NEW YORK FIRM’S WORKPLACE MANUAL IS A STUDY IN STUPIDITY
Every now and then, some large American corporation does something so stupid that it reminds you all over again that the people who run them should be regarded as guilty until proven innocent.
The most recent crime against common sense was committed by the bosses of Alliance Capital Management Holding LP in New York, when they issued their employees a little booklet telling them how to behave. A copy of this book now sits on my desk, where it continues to startle anyone who happens upon it.
“Dress shirts should always be neatly pressed, long sleeved, and made of an opaque fabric,” it begins. “Ties,” it continues, “should coordinate with a shirt (and) should be long enough to reach the tip of your belt.”
From there, the book, which could be titled “The Alliance Capital Rules for Life,” only gets better, or worse, depending on whether you are an outsider looking in or an Alliance Capital employee who has been asked to conform.
The manual contains sections entitled “Appropriate Conversations,” “Telephone Etiquette,” “Restroom Behavior” and “Elevator Etiquette.” It offers a short treatise on “Basic Hygiene,” in which the authorities at Alliance Capital remind their underlings that “while we do not think twice about using deodorant or antiperspirant every morning, we may not think about lingering food odors.”
There is a disquisition on “Annoying Habits” in which employees learn that “seemingly innocuous habits such as rocking back and forth, playing with hair, or constantly adjusting clothing can be detrimental to professional image.”
How to fly
On and on it goes, reaching even into the employee’s life outside the office. On airplanes, for instance, “if the person in the seat next to you wants to engage in conversation, and you do not want to speak with him or her, explain politely that you would like to read, sleep or work.”
Truly, a breathtaking performance. The management of Alliance Capital must set some sort of land speed record for being out of step with the times. Reading their booklet, I found my mind drifting back to the 1950s TV sitcoms in which a beleaguered organization man chases around after his boss, lips a-pucker. That character, if he ever existed in real life, might have taken an etiquette manual from the boss to heart. But who in our times stands to benefit from such a work?
The obvious answer the employees of Alliance Capital could not possibly be right. Think about it: If you were an employee of a company in the year 2000 and your boss gave you a little book telling you never to eat onions for lunch and always to wash up after you pee, what would be your response?

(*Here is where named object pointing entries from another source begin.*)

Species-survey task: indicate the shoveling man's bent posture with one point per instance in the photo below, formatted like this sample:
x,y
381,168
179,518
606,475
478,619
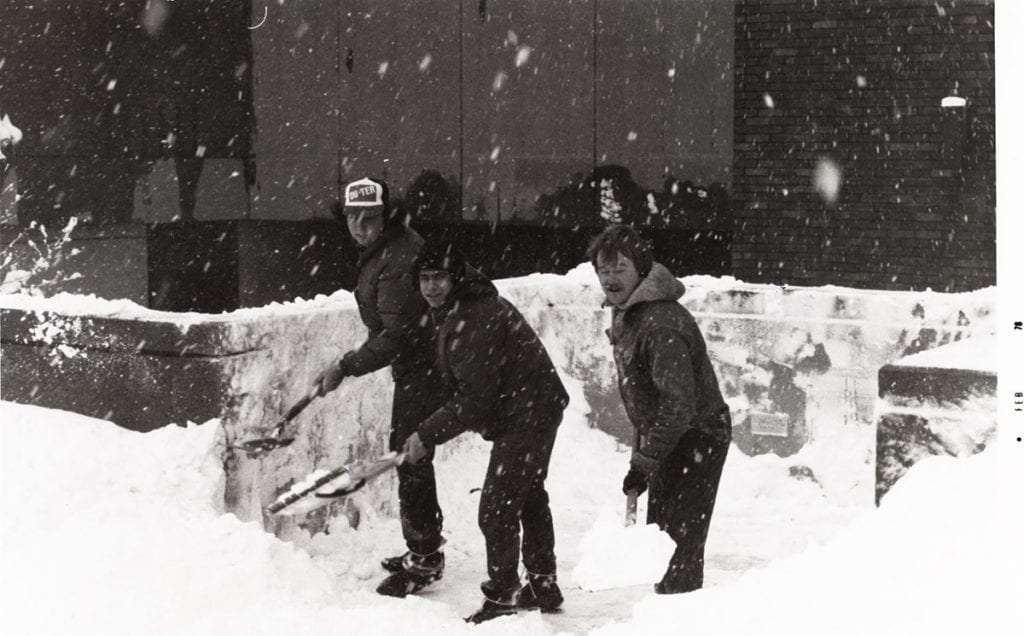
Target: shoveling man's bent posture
x,y
391,306
503,385
671,395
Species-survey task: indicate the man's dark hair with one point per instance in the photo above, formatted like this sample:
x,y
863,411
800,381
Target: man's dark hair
x,y
443,256
622,240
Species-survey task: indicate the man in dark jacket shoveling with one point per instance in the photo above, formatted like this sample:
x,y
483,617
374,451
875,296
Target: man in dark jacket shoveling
x,y
391,307
503,385
671,394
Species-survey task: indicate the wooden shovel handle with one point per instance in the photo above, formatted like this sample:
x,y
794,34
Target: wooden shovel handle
x,y
631,509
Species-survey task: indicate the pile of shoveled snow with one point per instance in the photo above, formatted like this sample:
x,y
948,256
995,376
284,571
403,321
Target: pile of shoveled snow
x,y
936,558
111,532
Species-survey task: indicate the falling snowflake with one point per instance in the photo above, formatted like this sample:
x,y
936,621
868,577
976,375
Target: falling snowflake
x,y
499,81
522,55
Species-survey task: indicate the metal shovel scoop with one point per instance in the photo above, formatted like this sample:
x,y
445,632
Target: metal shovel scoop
x,y
261,446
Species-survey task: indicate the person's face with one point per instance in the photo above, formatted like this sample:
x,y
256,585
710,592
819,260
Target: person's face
x,y
365,225
619,278
435,285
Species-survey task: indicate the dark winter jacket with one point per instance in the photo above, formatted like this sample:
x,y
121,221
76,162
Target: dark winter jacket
x,y
390,305
499,372
666,379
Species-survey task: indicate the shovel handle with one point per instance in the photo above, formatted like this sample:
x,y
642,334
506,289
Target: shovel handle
x,y
255,448
631,509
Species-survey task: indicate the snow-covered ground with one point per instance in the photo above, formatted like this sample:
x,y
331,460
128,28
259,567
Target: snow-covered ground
x,y
111,532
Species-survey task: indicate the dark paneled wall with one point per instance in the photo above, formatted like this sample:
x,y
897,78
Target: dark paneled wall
x,y
159,111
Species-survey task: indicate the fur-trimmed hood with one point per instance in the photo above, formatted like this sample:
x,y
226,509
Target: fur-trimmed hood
x,y
657,285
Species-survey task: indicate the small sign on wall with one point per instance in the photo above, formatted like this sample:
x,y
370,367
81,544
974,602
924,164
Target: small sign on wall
x,y
774,424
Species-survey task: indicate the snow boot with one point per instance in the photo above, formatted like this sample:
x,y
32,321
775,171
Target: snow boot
x,y
496,603
393,563
416,573
541,592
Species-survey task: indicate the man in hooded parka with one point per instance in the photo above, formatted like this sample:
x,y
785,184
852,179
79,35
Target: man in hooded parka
x,y
671,395
390,306
503,385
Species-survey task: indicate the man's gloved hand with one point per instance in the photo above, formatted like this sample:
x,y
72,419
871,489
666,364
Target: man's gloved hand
x,y
330,378
635,481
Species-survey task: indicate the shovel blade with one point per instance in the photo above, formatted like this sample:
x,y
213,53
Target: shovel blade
x,y
256,448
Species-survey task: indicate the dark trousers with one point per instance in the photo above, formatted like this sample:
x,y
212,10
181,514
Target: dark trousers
x,y
681,501
513,495
417,395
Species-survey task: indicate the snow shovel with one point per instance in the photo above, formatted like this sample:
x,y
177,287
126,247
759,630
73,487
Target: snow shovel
x,y
322,486
255,448
617,553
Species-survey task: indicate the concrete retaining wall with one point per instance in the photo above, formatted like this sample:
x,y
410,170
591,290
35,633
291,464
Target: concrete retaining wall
x,y
798,366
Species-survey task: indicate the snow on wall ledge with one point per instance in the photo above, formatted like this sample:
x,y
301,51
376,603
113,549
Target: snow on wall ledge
x,y
798,366
939,401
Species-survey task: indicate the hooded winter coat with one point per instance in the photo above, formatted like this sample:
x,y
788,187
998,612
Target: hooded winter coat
x,y
666,378
499,372
390,305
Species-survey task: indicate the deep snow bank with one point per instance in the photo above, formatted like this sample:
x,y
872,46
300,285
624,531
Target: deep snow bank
x,y
936,558
113,532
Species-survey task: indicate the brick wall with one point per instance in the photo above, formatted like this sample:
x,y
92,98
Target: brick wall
x,y
860,83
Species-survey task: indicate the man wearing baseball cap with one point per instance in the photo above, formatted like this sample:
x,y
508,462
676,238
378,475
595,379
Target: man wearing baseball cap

Recent history shows that the main effect of any attempt to discipline Wall Street Man will be to cause him to rebel. Perhaps there are still a few constipated souls on Wall Street who would say, “Finally, we have someone in charge who can make the people around me behave like real professionals!” But I’ll bet most everyone else would say, “Screw you, I’m going to eat twice the number of onions, then pee in my pants, and when I’m finished, if the spirit moves me, go to work for your competition.”
If the audience for this book is not the employees, it must be the customers the pension funds and so on who pay Alliance Capital to manage their money. Presumably these people will be pleased to know that on their rare visits to Alliance Capital they won’t be greeted by employees in gauzy shirts with stumpy ties dangling between their exposed nipples, who make unseemly jokes in meetings and unpleasant grunts in the rest rooms. Maybe that is the point. Money management is not supposed to be interesting, it is supposed to be careful, and the people who do it should exude a similar carefulness.
But, again, think about it: If you have put your money into Alliance Capital’s hands, does the knowledge that management feels that its employees need to be told to wash after they pee make you feel better or worse? If it were my money, I’d feel worse and not about the employees. About the management.
Specifically, I’d wonder if they were aware that those creatures they purport to manage work in the most open labor market on the planet, and that, if hounded about the petty details of their daily lives, the best of them will simply pick up and take their talents elsewhere. A firm is a lot less likely to attract great money managers if the money managers are also required to wash after they pee. Indeed, it’s a known fact that a lot of great money managers have neglected to wash after they pee. But that fact alone has done nothing to alter their performance.
And so in the end, the Alliance Capital etiquette book is without an audience. Those few who read it from cover to cover will have a reaction that is the opposite of the one intended.
Employees and outsiders who happen to see it will assume that the people who run Alliance Capital are boobs. It’s a pity they don’t have manuals to fix that.
Michael Lewis, the author of “Liar’s Poker” and “The New New Thing,” is a columnist for Bloomberg News.